As per a blog post by antivirus provider Sophos, 19 apps, which were made available from June this year, included from the beginning a “device-draining backdoor” that enabled them to download files from a server controlled by an attacker, without the user’s knowledge. However, Sparkle Flashlight and two other apps were updated in March 2018 to add the backdoor.
Google is said to remove all 22 malicious apps from the Play Store during the week of November 25. “Andr/Clickr-ad is a well-organized, persistent malware that has the potential to cause serious harm to end users, as well as the entire Android ecosystem,” the blog post reads.
The malicious apps apparently clicked on fraudulent ads without the user’s consent and were active even after they were force-closed, which caused the apps to “drain the phone’s battery and cause data overages”. “Furthermore, the devices are fully controlled by the C2 server and can potentially install any malicious modules upon the instructions of the server,” as per the post.
Google said in a statement last week that it takes “deceptive and malicious behaviour” on the platform seriously, and if an app violates it, then they take action.
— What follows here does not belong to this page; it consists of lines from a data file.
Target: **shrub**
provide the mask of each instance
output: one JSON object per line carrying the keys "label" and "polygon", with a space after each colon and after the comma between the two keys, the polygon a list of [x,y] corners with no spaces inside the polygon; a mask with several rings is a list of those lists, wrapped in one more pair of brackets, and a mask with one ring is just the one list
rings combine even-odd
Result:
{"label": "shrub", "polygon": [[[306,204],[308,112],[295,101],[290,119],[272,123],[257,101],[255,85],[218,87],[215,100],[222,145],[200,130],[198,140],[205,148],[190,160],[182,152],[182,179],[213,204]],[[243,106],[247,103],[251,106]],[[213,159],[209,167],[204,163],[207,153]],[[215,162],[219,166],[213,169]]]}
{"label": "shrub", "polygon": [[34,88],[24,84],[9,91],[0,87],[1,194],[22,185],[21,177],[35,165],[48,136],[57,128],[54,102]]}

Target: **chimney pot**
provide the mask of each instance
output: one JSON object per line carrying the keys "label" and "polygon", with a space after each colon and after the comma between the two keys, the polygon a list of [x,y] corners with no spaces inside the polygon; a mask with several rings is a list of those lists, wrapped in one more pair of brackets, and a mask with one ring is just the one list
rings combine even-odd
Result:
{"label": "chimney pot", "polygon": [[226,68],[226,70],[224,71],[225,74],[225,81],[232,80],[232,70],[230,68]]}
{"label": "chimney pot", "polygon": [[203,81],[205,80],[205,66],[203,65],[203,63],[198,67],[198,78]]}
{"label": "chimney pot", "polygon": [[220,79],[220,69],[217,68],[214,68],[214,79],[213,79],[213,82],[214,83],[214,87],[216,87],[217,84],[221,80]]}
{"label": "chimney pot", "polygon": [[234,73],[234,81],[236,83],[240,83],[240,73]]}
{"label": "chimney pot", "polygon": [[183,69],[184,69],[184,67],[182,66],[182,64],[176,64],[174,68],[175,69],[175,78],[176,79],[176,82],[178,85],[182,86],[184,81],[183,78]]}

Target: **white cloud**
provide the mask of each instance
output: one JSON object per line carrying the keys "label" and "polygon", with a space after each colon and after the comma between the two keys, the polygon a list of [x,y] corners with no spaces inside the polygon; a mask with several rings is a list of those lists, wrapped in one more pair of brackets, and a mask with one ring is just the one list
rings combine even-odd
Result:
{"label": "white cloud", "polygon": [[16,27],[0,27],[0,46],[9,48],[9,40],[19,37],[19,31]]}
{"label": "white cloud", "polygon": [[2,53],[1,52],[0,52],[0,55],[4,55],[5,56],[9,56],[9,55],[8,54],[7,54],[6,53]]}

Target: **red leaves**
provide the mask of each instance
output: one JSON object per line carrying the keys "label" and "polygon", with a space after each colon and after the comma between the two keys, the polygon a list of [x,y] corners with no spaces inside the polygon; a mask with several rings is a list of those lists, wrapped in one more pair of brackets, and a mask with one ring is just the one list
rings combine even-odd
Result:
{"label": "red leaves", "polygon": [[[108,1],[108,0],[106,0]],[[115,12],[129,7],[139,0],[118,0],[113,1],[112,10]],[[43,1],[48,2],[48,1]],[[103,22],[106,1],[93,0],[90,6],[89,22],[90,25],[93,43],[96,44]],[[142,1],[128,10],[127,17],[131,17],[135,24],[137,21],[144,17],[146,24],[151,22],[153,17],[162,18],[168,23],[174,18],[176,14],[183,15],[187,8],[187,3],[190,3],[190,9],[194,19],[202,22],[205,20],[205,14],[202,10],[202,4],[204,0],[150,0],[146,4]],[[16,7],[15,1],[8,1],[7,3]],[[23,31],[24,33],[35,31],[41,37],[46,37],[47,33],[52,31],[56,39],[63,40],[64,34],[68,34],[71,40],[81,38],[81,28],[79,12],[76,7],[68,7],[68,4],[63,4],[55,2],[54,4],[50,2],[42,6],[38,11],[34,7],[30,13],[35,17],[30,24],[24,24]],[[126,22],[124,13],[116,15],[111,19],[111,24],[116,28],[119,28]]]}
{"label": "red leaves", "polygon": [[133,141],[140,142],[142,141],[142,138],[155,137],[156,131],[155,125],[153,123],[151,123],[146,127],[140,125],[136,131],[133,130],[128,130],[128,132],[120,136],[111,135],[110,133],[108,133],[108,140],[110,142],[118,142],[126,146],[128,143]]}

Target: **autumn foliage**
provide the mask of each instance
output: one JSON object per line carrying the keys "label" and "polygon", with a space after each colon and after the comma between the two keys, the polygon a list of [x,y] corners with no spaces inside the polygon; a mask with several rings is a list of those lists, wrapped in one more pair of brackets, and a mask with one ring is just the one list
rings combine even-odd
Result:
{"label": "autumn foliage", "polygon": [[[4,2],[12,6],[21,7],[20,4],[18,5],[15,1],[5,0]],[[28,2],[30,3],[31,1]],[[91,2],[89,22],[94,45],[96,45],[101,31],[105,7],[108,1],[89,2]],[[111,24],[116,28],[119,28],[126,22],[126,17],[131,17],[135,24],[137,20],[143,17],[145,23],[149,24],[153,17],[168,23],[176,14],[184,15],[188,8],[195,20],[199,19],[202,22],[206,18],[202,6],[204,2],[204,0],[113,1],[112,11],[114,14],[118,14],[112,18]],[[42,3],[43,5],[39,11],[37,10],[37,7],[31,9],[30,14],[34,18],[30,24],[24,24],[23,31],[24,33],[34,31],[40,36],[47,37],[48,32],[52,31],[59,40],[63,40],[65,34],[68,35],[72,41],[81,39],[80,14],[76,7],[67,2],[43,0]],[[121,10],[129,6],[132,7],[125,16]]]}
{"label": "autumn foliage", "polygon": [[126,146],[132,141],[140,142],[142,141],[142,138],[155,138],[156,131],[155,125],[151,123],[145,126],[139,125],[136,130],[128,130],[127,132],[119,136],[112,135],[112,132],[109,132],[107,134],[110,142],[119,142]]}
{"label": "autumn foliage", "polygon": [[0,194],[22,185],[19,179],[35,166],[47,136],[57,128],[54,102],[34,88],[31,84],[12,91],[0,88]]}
The statement was issued as the search giant removed Kika Keyboard and CM File Manager apps from China’s Cheetah Mobile, from Play Store over malicious and deceptive behaviour. This was reported by BuzzFeed.
Last month, Google removed 13 apps from the Play Store after a ESET security researcher Lukas Stefanko pointed out they were installing malware on devices. The apps all together have reportedly been downloaded on over 5,60,000 Android devices.